The Tragedy of Man

The Tragedy of Man
April 26th 2025

Imre Madách’s 1861 drama The Tragedy of Man is one of the pillars of Hungarian literature. In it, Lucifer shepherds Adam, recently cast out of the Garden of Eden, through a vision of all of human history to come. Before Nietzsche brought the concept of the eternal return back into philosophical fashion, Madách portrayed mankind as repeating the same mistakes: hubristically striving for mastery of nature, only to succumb to pettiness and violence. Adam and Lucifer take on different historical personages as they converse throughout their journey—Adam is the Pharaoh Djoser in Ancient Egypt, the crusader Tancred in Constantinople, Danton in Revolutionary France, and so on, through to humanity’s lonely end in an ice age. Each time, Lucifer dashes Adam’s high hopes for civilization’s potential, only for a new reincarnation of Eve to reignite the First Man’s passion.

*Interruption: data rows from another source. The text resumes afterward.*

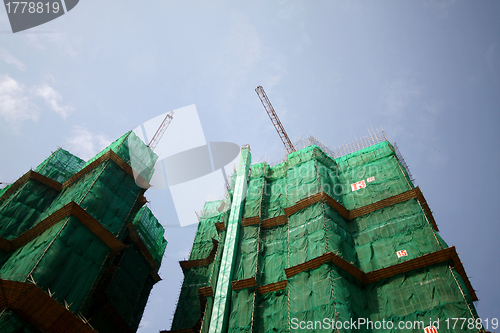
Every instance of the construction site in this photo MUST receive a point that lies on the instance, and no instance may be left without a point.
(320, 238)
(342, 235)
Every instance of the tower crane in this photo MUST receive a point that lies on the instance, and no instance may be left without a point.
(161, 130)
(275, 120)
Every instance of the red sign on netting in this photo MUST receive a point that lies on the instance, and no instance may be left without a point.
(402, 253)
(358, 185)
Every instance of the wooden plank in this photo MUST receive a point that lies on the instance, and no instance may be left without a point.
(245, 283)
(268, 288)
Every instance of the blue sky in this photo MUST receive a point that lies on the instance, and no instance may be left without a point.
(426, 71)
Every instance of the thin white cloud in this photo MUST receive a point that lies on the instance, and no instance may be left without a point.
(86, 144)
(11, 60)
(53, 99)
(16, 105)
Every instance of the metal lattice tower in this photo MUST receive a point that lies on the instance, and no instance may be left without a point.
(275, 120)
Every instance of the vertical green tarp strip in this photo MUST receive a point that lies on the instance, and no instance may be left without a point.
(222, 297)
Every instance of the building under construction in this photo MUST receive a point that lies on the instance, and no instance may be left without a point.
(79, 251)
(319, 241)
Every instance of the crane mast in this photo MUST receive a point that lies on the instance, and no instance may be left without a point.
(275, 120)
(161, 130)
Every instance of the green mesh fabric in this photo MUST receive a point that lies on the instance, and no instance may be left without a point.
(127, 283)
(151, 232)
(68, 258)
(24, 208)
(369, 242)
(188, 310)
(60, 166)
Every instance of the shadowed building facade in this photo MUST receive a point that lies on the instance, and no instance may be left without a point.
(319, 241)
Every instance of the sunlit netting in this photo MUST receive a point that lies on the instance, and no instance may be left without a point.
(74, 230)
(270, 284)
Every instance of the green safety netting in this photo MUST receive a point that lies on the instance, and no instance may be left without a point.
(369, 242)
(151, 232)
(269, 315)
(66, 259)
(127, 284)
(60, 166)
(10, 322)
(25, 207)
(188, 310)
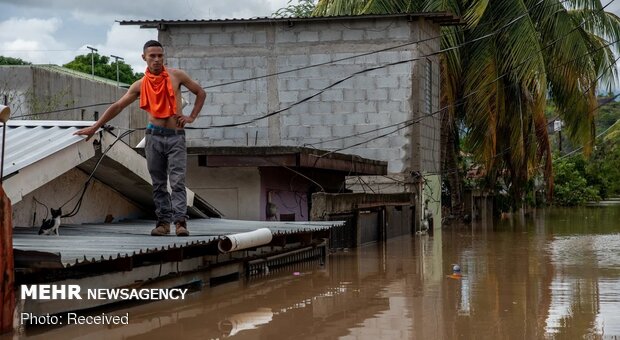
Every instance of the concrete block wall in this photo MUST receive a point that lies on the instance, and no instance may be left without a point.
(352, 116)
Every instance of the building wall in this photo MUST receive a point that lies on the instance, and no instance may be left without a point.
(349, 113)
(287, 191)
(99, 202)
(40, 88)
(235, 192)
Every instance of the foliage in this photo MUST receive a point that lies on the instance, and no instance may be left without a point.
(103, 67)
(571, 186)
(498, 84)
(304, 8)
(12, 61)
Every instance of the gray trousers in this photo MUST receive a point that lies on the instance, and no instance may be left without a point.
(166, 159)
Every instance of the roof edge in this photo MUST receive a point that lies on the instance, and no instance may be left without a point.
(442, 18)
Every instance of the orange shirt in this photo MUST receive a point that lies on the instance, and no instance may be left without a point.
(157, 96)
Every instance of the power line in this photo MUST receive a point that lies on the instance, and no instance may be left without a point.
(314, 65)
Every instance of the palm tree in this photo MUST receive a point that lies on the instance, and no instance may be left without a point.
(513, 56)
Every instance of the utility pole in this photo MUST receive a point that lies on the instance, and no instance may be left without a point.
(116, 58)
(92, 59)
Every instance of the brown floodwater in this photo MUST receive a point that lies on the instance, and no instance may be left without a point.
(552, 275)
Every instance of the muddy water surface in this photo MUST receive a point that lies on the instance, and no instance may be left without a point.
(554, 275)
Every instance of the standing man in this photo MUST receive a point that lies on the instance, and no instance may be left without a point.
(159, 92)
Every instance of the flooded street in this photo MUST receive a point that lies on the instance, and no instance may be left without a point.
(555, 275)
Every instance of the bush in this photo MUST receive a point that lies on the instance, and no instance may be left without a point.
(571, 186)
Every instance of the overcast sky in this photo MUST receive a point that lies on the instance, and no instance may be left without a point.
(55, 31)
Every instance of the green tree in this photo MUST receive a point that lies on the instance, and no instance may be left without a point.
(103, 67)
(513, 56)
(571, 182)
(12, 61)
(303, 8)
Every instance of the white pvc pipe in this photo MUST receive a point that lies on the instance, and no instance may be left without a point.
(240, 241)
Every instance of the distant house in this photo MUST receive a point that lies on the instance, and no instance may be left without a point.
(365, 85)
(271, 182)
(46, 166)
(52, 92)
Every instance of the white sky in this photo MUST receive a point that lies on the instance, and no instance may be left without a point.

The drama has been staged innumerable times and was previously adapted cinematically in András Jeles’s extremely strange The Annunciation (1984), which is performed entirely by child actors—Paradise Lost meets Bugsy Malone. It took another artist of Madách’s stature to properly realize the work on film: Marcell Jankovics, the undisputed luminary of Hungarian animation. He directed both the country’s first animated feature, Johnny Corncob (1973), and what is probably its most famous animated film, Son of the White Mare (1981). Jankovics began work on The Tragedy of Man in 1988, but with the collapse of communism in Eastern Europe and the loss of the robust state funding that the Hungarian animation industry had enjoyed, his production ended up taking more than two decades, with the film finally releasing in 2011.

The long gestation ultimately proved appropriate for the finished movie. The Tragedy of Man is already episodic, and Jankovics rendered each era in history with a different drawing style. The Garden of Eden is imagined via colored silhouettes. In Ancient Rome, Adam and Lucifer are statues in a villa watching a gladiator match that plays out via an animated fresco on the floor. Prague in the 1600s is rendered to look like a woodcut engraving, while fin de siècle London is a crosshatched newspaper cartoon. When Adam considers a posthuman, bodiless existence among the stars, the film takes on the aesthetic of psychedelic European sci-fi animation (shades of a series at Spectacle not too long ago). Jankovics’s work is marked by its fluidity—across everything, from his features to the many episodes he directed of the long-running children’s series Hungarian Folk Tales, characters shift form as they gesture, taking on the shape of their emotion. When Lucifer beckons Adam and Eve to eat from the Tree of Knowledge, he becomes the ground beneath their feet as he goads them on. The Tragedy of Man is the paragon of this affective animation, conveying humanity’s evolution, not just through its story but through its own continual evolution.

The Tragedy of Man screens tonight, April 26, at Spectacle.